World Church leaders offer prayers for 'just peace' in Jerusalem

ReutersPalestinians react following tear gas that was shot by Israeli forces after Friday prayer on a street outside Jerusalem's Old city

Churches around the world are offering prayers for 'just peace' in Jerusalem after some of the most difficult scenes in years.

Israel has said it will not remove the metal detectors at entrances to al Aqsa mosque compound but could eventually reduce their use, Israeli officials said on Sunday. 

Prime Minister Benjamin Netanyahu is considering alternatives to the walk-through gates that were placed at the mosque after two policemen were shot there on July 14. 

'My heart and my prayers are with you and your churches these days, and with all the peoples of faith in Jerusalem and the Holy Land,' said  Dr Olav Fykse Tveit, general secretary of the World Council of Churches, in a pastoral letter.  It says: 'We are calling for churches around the world to pray for you these days and for a just peace for Jerusalem. We are sure that churches around the world are following you with great sympathy and with great determination that, together, we will change this situation.'

He adds: 'We have been monitoring the situation in Jerusalem with deep sorrow and grave concern recognising that violence is spiriting conflict on a contentious site for both Jews and Muslims. As a worldwide fellowship of churches, we are urging the world church body and all people of good will to unite in prayer for a just and peaceful solution in Jerusalem.

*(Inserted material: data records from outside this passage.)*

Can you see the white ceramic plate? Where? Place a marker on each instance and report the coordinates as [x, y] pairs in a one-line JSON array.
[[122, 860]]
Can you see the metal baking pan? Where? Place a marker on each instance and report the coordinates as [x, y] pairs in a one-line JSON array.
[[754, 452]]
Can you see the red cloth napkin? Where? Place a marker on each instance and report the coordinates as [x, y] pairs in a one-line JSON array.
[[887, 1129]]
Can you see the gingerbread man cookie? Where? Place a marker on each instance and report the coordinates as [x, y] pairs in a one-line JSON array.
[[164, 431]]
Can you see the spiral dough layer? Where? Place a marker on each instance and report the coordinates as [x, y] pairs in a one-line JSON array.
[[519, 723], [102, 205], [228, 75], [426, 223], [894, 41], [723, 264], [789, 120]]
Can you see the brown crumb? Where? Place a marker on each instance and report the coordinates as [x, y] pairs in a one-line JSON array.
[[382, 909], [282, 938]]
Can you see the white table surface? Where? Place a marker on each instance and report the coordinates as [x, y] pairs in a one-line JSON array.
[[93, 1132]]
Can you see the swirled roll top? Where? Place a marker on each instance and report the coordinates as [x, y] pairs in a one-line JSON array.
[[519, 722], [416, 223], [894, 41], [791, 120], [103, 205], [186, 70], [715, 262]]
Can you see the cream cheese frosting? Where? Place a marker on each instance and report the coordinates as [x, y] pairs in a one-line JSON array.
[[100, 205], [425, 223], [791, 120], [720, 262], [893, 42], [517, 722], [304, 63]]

'We pray and plead for both sides in this precarious situation to talk with one another and arrive at a bone fide solution for access to the Holy Site so that people of faith may worship peacefully. This is the only way forward to coexistence and the violence to cease.'

Tzachi Hanegbi, Israeli minister for regional development and a senior member of the ruling Likud party, told Israel's Army Radio. 'They (metal detectors) will remain. The murderers will never tell us how to search the murderers. If they (Palestinians) do not want to enter the mosque, then let them not enter the mosque.'

In spite of the murders of the two policemen which made the additional security necessary, Palestinians believe the new gates violate agreed arrangements for entry to the mosque, Islam's third-holiest site. Many have refused to go through the metal detectors and there have been violent protests. Israeli security forces shot dead three demonstrators on Friday, according to Palestinian medics.

A fourth Jerusalem-area Palestinian was killed on Saturday when an explosive device he was building went off prematurely, the Israeli military said. He died of shrapnel wounds to the chest and abdomen.

Palestinian leaders had called for a 'day of rage'  after the clashes.

Jerusalem church leaders have been among those calling for a return to the status quo, urging peace and freedom of worship.